I want to extend the gratitude of Amazon Web Services. We have found Batik very useful in AWS Elemental MediaConvert, as part of the rendering pipeline for the "style passthrough" feature documented here: https://docs.aws.amazon.com/mediaconvert/latest/ug/burn-in-output-captions.html
We use SVG as an intermediate format when rendering captions, and this SVG data then gets rasterized by Batik. When we were doing our performance testing, we found that the PNG encoding used by Batik became a significant bottleneck.
This patch series, which I authored myself on behalf of Amazon Web Services, adds some more raster formats to the Batik library and its demo rasterizer app, allowing the user to select different tradeoffs of compression ratio and encoding time.
I originally developed these patches against Batik 1.2, but I have ported them to the latest trunk (r1904320) and retested them thoroughly. I also ensured that each individual patch in the series passes unit tests.
Patches
These patches are meant to be applied in this order.
- png_patch_main.diff adds a tunable parameter for ZLib compression level to the internal PNG encoder using the "hints" mechanism, exposing the functionality to other Java software that calls into the Batik library. Previously, Batik would always use the highest compression level of 9 when encoding PNGs, but my benchmark results below show how using other values can achieve higher throughput for large bulk conversions, without too much cost in compression ratio.
- png_patch_rasterizer_app.diff exposes the PNG compression level hint through the included svgrasterizer demo app.

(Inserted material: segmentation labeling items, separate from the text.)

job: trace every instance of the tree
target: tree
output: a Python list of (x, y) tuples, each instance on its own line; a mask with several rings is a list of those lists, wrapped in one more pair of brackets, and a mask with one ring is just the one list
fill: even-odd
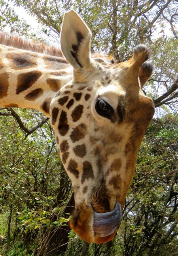
[(48, 119), (33, 110), (1, 109), (0, 235), (7, 238), (3, 254), (176, 255), (176, 1), (13, 1), (42, 25), (35, 33), (11, 3), (0, 3), (0, 29), (27, 38), (59, 42), (63, 14), (73, 8), (92, 32), (93, 54), (123, 62), (138, 43), (148, 44), (155, 73), (144, 90), (156, 108), (118, 235), (106, 245), (89, 246), (73, 231), (68, 234), (72, 191)]

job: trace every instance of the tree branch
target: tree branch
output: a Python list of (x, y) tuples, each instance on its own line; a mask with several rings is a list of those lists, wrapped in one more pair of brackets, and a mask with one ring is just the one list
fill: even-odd
[[(159, 103), (160, 103), (163, 100), (164, 100), (167, 97), (168, 97), (169, 95), (170, 95), (171, 93), (172, 93), (173, 92), (174, 92), (176, 89), (178, 89), (178, 79), (177, 79), (175, 81), (175, 82), (170, 87), (169, 89), (167, 91), (165, 92), (165, 93), (164, 93), (161, 96), (160, 96), (159, 98), (158, 98), (157, 99), (156, 99), (155, 100), (154, 100), (154, 103), (155, 103), (155, 105), (156, 107), (159, 106)], [(176, 96), (176, 93), (175, 93), (174, 94), (174, 97)], [(167, 101), (167, 100), (166, 100)], [(165, 102), (166, 102), (166, 101)], [(164, 104), (164, 103), (163, 103), (163, 104)], [(161, 104), (161, 105), (162, 105), (162, 104)], [(161, 106), (161, 105), (160, 106)]]
[[(9, 114), (4, 114), (2, 115), (12, 115), (15, 118), (17, 122), (19, 124), (19, 125), (20, 127), (20, 128), (23, 130), (26, 133), (27, 133), (25, 137), (27, 138), (27, 136), (33, 133), (35, 131), (37, 130), (40, 127), (41, 127), (44, 125), (45, 123), (46, 123), (47, 121), (49, 120), (49, 118), (47, 117), (42, 120), (42, 121), (39, 122), (36, 125), (32, 127), (30, 129), (28, 129), (27, 127), (25, 126), (23, 122), (21, 119), (20, 117), (18, 115), (18, 114), (13, 110), (11, 108), (7, 108), (6, 109), (10, 112)], [(0, 115), (2, 113), (0, 113)], [(4, 112), (2, 112), (2, 114), (5, 114)], [(7, 113), (8, 114), (8, 113)]]

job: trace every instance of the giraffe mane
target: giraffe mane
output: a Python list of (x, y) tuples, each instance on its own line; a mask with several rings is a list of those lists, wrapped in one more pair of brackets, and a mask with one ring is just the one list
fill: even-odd
[(59, 48), (37, 41), (28, 40), (17, 35), (9, 35), (0, 31), (0, 44), (15, 48), (56, 57), (63, 57)]

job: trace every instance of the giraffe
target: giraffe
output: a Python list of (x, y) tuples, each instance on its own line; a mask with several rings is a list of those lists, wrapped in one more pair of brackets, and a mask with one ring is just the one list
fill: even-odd
[(154, 114), (153, 101), (142, 90), (153, 68), (144, 45), (125, 62), (92, 58), (91, 36), (71, 10), (61, 28), (64, 58), (1, 45), (0, 106), (34, 108), (50, 117), (74, 193), (70, 226), (87, 242), (101, 243), (113, 238), (121, 223)]

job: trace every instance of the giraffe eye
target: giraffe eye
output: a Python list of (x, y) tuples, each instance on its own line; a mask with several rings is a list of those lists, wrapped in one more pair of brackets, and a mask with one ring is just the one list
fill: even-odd
[(97, 100), (95, 110), (99, 115), (110, 119), (114, 112), (112, 108), (106, 101), (101, 99), (98, 99)]

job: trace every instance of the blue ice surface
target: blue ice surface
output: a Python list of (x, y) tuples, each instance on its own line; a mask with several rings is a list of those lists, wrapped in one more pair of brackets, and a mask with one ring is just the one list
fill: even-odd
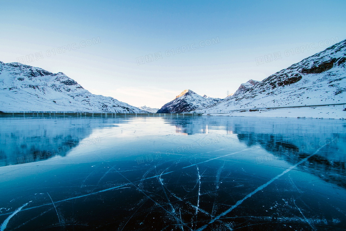
[(22, 116), (0, 127), (3, 230), (346, 226), (344, 121)]

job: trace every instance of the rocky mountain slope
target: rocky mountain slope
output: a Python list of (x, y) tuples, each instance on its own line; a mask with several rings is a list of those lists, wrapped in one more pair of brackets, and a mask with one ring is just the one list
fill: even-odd
[(92, 94), (62, 72), (1, 61), (0, 110), (145, 112), (111, 97)]
[(234, 97), (240, 95), (260, 82), (261, 81), (250, 79), (246, 83), (242, 83), (238, 90), (234, 93), (230, 95), (229, 97)]
[(189, 112), (192, 109), (205, 107), (221, 100), (204, 95), (203, 96), (191, 90), (185, 90), (174, 100), (163, 105), (157, 113), (176, 113)]
[(346, 100), (346, 40), (197, 112), (342, 103)]
[(143, 107), (139, 107), (140, 109), (144, 111), (146, 111), (151, 113), (156, 113), (156, 112), (158, 110), (158, 108), (152, 108), (150, 107), (147, 107), (145, 105)]

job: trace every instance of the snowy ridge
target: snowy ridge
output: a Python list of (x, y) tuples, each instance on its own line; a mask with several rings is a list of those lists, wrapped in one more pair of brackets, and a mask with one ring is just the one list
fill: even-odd
[(242, 94), (194, 111), (343, 103), (345, 78), (346, 40), (270, 75)]
[(242, 95), (244, 92), (250, 89), (251, 88), (254, 86), (255, 85), (261, 81), (254, 80), (250, 79), (246, 83), (242, 83), (240, 85), (240, 87), (238, 89), (238, 90), (233, 94), (230, 95), (228, 97), (231, 97), (234, 98), (240, 95)]
[(187, 112), (193, 109), (205, 107), (221, 100), (206, 95), (202, 96), (191, 90), (183, 91), (170, 102), (163, 105), (157, 113), (177, 113)]
[(158, 108), (152, 108), (150, 107), (147, 107), (145, 105), (143, 107), (139, 107), (138, 108), (151, 113), (156, 113), (156, 112), (158, 110)]
[(0, 110), (145, 112), (111, 97), (92, 94), (62, 72), (1, 61)]

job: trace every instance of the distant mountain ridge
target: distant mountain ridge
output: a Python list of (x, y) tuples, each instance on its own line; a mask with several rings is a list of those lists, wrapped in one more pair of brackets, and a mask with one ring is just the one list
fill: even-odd
[(145, 112), (111, 97), (92, 94), (62, 72), (1, 61), (0, 110)]
[(206, 95), (202, 96), (190, 89), (186, 89), (177, 96), (172, 101), (165, 104), (157, 113), (177, 113), (189, 112), (205, 107), (221, 100)]
[(234, 97), (242, 95), (260, 82), (261, 81), (250, 79), (246, 83), (242, 83), (237, 91), (230, 95), (230, 97)]
[(144, 111), (146, 111), (152, 113), (156, 113), (159, 109), (158, 108), (152, 108), (150, 107), (147, 107), (145, 105), (142, 107), (139, 107), (138, 108)]
[(235, 95), (194, 111), (208, 113), (345, 103), (346, 39)]

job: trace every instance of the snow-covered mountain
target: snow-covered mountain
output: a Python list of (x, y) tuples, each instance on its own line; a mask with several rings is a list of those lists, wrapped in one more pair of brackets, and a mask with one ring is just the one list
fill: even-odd
[(92, 94), (62, 72), (1, 61), (0, 110), (145, 112), (111, 97)]
[(152, 108), (150, 107), (147, 107), (145, 105), (143, 107), (139, 107), (138, 108), (151, 113), (156, 113), (156, 112), (158, 110), (158, 108)]
[(242, 95), (260, 82), (261, 81), (257, 81), (257, 80), (250, 79), (246, 82), (240, 84), (240, 87), (238, 89), (238, 90), (234, 93), (230, 95), (228, 97), (234, 97)]
[(157, 113), (176, 113), (187, 112), (214, 104), (221, 100), (204, 95), (199, 95), (191, 90), (185, 90), (172, 101), (165, 104)]
[(204, 108), (218, 111), (342, 103), (346, 101), (346, 40)]

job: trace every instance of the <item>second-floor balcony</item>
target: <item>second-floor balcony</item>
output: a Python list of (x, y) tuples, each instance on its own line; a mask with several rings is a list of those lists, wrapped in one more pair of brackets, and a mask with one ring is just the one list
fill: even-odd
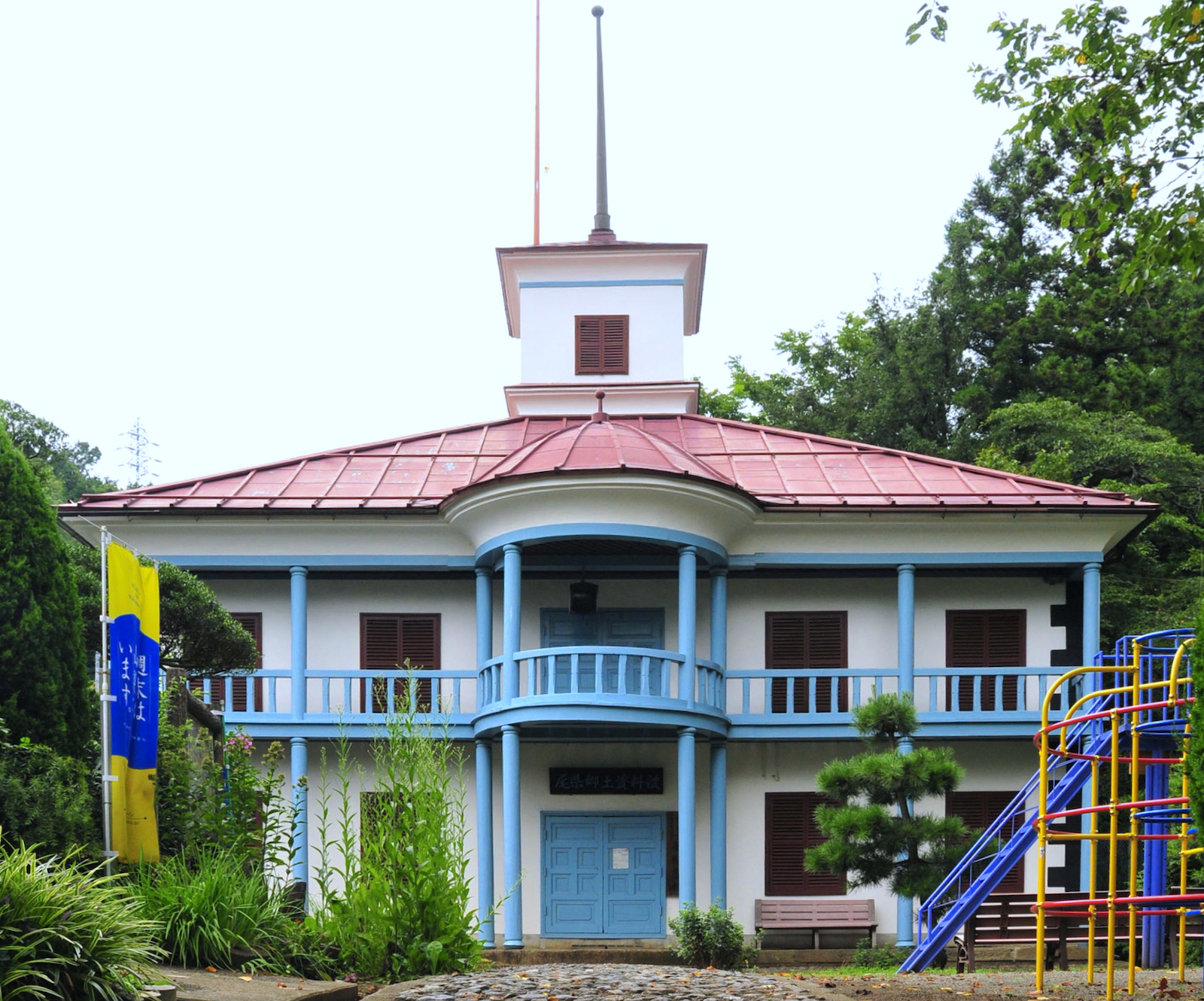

- tga_patch_main.diff adds an encoder for the TrueVision Targa (TGA) raster file format. This is a more old-fashioned file format that uses simple RLE compression, making it dramatically faster than even the lowest PNG compression level, at the expense of a worse compression ratio. The TGA file format could be a good choice when the highest throughput is desired, but it is limited to 8 bits per channel and my encoder doesn't implement the paletted modes. Since I cannot include binary files with a patch, when applying this patch, you must also extract tga_unit_test_files.zip into your Batik tree, for the resources needed by the unit tests I added. I tried to cover all edge cases in the RLE algorithm using crafted pixel contents in the unit test input files.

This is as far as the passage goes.